Chávez was referenced by Stevie Wonder in the song "Black Man," from the album Songs in the Key of Life, and by Tom Morello in the song "Union Song," from the album One Man Revolution.
On May 18, 2011, Navy Secretary Ray Mabus announced the Navy would be naming the last of 14 Lewis and Clark-class cargo ships after Cesar Chavez.[43]

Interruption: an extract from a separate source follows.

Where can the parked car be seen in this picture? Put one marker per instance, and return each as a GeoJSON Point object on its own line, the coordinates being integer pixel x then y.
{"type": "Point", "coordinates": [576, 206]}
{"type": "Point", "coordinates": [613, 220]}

César Chávez's birthday, March 31, is celebrated in California as a state holiday, intended to promote service to the community in honor of Chávez's life and work. Many, but not all, state government offices, community colleges, and libraries are closed. Many public schools in the state are also closed. Texas also recognizes the day, and it is an optional holiday in Arizona and Colorado. Although it is not a federal holiday, the President proclaims March 31 as César Chávez Day in the United States, with Americans being urged to "observe this day with appropriate service, community, and educational programs to honor Cesar Chavez's enduring legacy."[44]